Mommy, why we can’t have nice things?
It’s Admissions, darling. Those mean people in Admissions.
Full disclosure. I’d love it if Duke could lessen Kyle Filipowski’s burden with a twitchy, seven-foot, future lottery-pick rim protector.
Come on down.
But Duke doesn’t have one. Not many college teams do.
A sizeable portion of the Duke fan base thinks that’s because Duke has set up impossible barriers to bringing in under-grad transfers.
Is it harder to get transfer credits accepted to Duke, basketball players or otherwise? Sure. And I’m okay with that. This is Duke we’re talking about, not the local community college. But darn near every Duke coach not named Jon Scheyer has successfully navigated that path. So, there’s something else going on here.
Let’s reprise. Since the institution of the transfer portal, Duke men’s basketball’s only transfers have been of the grad-student variety, Patrick Tape, Theo John, Bates Jones, Ryan Young, Jacob Grandison, Kale Catchings.
None this year. No one left by the portal, no one came in by the portal.
Which didn’t leave a lot of available scholarships.
Duke has a four-player freshman class. But remember it was a five-player class until Mackenzie Mgbako bailed.
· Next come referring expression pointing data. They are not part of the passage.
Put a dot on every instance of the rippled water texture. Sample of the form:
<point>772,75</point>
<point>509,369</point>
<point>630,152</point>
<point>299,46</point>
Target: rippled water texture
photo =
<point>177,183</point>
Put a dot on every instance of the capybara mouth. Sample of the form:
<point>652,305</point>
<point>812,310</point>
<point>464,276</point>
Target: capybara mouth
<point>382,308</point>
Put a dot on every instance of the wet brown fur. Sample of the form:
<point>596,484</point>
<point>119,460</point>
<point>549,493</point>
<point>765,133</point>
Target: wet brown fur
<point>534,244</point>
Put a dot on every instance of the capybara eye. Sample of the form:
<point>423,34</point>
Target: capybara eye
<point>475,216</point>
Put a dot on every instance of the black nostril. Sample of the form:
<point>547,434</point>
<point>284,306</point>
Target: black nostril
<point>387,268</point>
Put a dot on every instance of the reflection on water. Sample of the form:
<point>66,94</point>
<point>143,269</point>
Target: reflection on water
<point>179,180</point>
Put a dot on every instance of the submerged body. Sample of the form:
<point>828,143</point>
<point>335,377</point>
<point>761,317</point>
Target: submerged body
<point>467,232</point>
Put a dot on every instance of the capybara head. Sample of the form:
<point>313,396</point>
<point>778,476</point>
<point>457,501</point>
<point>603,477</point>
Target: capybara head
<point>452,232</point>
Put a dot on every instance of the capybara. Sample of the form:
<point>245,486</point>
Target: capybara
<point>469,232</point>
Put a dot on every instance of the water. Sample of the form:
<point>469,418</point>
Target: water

Now Mgbako is 6-8, 215 and no rim protector. He has three blocks through 20 games for Indiana. But he was one of three front-court recruits in a program with a bit of a scholarship crunch. Duke knew Derek Lively III and Dariq Whitehead were going NBA but they had to leave open scholarships for Jeremy Roach, Filipowski, Tyrese Proctor and Mark Mitchell, all of whom eventually returned.
Which means Duke had 13 allocated scholarships until Mgbako jumped ship in the middle of May, too late for any useful prep seniors to still be available.
But there were big men in the portal over the summer and Duke had one available scholarship.